Angiotensin-converting enzyme inhibition, but not AT(1) receptor blockade, in the solitary tract nucleus improves baroreflex sensitivity in anesthetized transgenic hypertensive (mRen2)27 rats.

机构信息

Hypertension and Vascular Research Center, Wake Forest University School of Medicine, Winston-Salem, NC 27157-1032, USA.

出版信息

Hypertens Res. 2011 Dec;34(12):1257-62. doi: 10.1038/hr.2011.110. Epub 2011 Sep 22.

Abstract

Transgenic hypertensive (mRen2)27 rats overexpress the murine Ren2 gene and have impaired baroreflex sensitivity (BRS) for control of the heart rate. Removal of endogenous angiotensin (Ang)-(1-7) tone using a receptor blocker does not further lower BRS. Therefore, we assessed whether blockade of Ang II with a receptor antagonist or combined reduction in Ang II and restoration of endogenous Ang-(1-7) levels with Ang-converting enzyme (ACE) inhibition will improve BRS in these animals. Bilateral solitary tract nucleus (nTS) microinjections of the AT(1) receptor blocker, candesartan (CAN, 24 pmol in 120 nl, n=9), or a peptidic ACE inhibitor, bradykinin (BK) potentiating nonapeptide (Pyr-Trp-Pro-Arg-Pro-Gln-Ile-Pro-Pro; BPP9α, 9 nmol in 60 nl, n=12), in anesthetized male (mRen2)27 rats (15-25 weeks of age) show that AT(1) receptor blockade had no significant effect on BRS, whereas microinjection of BPP9α improved BRS over 60-120 min. To determine whether Ang-(1-7) or BK contribute to the increase in BRS, separate experiments using the Ang-(1-7) receptor antagonist D-Ala(7)-Ang-(1-7) or the BK antagonist HOE-140 showed that only the Ang-(1-7) receptor blocker completely reversed the BRS improvement. Thus, acute AT(1) blockade is unable to reverse the effects of long-term Ang II overexpression on BRS, whereas ACE inhibition restores BRS over this same time frame.
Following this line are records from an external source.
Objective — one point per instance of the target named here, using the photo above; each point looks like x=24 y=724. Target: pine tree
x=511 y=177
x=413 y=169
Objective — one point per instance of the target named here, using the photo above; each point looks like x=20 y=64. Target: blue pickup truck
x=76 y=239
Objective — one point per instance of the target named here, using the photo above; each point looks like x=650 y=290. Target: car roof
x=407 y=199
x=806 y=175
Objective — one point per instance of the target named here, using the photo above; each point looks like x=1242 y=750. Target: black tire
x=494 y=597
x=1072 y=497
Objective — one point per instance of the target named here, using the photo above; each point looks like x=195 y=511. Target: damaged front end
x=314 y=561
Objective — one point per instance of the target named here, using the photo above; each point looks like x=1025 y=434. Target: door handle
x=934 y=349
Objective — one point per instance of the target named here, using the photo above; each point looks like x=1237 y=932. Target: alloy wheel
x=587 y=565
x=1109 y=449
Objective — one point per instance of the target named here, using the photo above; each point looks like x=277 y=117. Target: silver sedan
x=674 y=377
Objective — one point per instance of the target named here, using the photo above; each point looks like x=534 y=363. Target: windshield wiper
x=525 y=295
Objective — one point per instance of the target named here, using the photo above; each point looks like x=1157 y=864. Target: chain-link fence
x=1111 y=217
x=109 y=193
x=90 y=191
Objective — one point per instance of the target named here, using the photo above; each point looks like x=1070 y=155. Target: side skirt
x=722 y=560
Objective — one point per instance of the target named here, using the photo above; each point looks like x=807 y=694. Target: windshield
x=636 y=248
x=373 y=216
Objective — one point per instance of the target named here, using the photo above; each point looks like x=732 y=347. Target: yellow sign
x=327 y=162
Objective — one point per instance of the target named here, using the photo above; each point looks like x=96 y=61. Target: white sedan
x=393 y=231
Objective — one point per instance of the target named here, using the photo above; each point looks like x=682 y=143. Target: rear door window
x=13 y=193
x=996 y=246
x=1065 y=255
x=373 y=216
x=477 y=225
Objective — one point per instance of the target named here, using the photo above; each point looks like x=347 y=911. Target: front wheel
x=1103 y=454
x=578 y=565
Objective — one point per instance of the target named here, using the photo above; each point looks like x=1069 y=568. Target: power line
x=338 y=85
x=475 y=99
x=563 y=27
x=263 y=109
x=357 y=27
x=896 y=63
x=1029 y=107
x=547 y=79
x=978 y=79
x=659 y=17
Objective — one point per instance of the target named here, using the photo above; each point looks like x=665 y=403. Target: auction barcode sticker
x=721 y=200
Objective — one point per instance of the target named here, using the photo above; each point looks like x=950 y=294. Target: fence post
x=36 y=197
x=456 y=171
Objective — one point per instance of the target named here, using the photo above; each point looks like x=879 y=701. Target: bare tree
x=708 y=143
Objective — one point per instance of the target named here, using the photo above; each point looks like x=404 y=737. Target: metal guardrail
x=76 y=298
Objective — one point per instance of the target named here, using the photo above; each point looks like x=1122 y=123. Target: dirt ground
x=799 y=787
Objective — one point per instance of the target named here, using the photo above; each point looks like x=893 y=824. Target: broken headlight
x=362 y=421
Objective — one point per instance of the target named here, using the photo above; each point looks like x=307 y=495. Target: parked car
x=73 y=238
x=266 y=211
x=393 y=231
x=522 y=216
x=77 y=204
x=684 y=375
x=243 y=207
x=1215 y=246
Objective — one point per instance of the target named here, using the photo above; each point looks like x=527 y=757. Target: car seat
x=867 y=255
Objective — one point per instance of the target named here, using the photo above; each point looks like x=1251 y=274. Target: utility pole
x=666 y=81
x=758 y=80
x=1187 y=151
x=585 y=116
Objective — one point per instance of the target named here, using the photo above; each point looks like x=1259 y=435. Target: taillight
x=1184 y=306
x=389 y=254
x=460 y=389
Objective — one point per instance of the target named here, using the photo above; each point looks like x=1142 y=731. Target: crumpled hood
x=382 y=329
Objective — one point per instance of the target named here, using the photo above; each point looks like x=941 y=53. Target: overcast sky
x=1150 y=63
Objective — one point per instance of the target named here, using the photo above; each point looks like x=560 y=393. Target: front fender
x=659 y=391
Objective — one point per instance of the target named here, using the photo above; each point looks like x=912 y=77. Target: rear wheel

As the BPP9α potentiation of BK actions is a rapid phenomenon, the likely mechanism for the observed delayed increase in BRS is through ACE inhibition and elevation of endogenous Ang-(1-7).

摘要

转基因高血压(mRen2)27 大鼠过度表达鼠 Ren2 基因,且心率控制的压力感受反射敏感性(BRS)受损。使用受体阻滞剂去除内源性血管紧张素(Ang)-(1-7)张力不会进一步降低 BRS。因此,我们评估了用受体拮抗剂阻断 Ang II 或联合降低 Ang II 和用血管紧张素转换酶(ACE)抑制剂恢复内源性 Ang-(1-7)水平是否会改善这些动物的 BRS。双侧孤束核(nTS)微注射 AT1 受体阻滞剂坎地沙坦(CAN,24 pmol 在 120 nl 中,n=9)或血管紧张素转换酶(ACE)抑制剂增强缓激肽非肽(Pyr-Trp-Pro-Arg-Pro-Gln-Ile-Pro-Pro;BPP9α,9 nmol 在 60 nl 中,n=12),在麻醉雄性(mRen2)27 大鼠(15-25 周龄)中,AT1 受体阻断剂对 BRS 无显著影响,而 BPP9α 微注射可在 60-120 min 内改善 BRS。为了确定 Ang-(1-7)或 BK 是否有助于 BRS 增加,使用 Ang-(1-7)受体拮抗剂 D-Ala(7)-Ang-(1-7)或 BK 拮抗剂 HOE-140 的单独实验表明,只有 Ang-(1-7)受体阻滞剂完全逆转了 BRS 的改善。因此,急性 AT1 阻断不能逆转长期 Ang II 过表达对 BRS 的影响,而 ACE 抑制在此相同时间内恢复 BRS。由于 BPP9α 增强 BK 作用是一个快速现象,观察到的 BRS 延迟增加的可能机制是通过 ACE 抑制和内源性 Ang-(1-7)的升高。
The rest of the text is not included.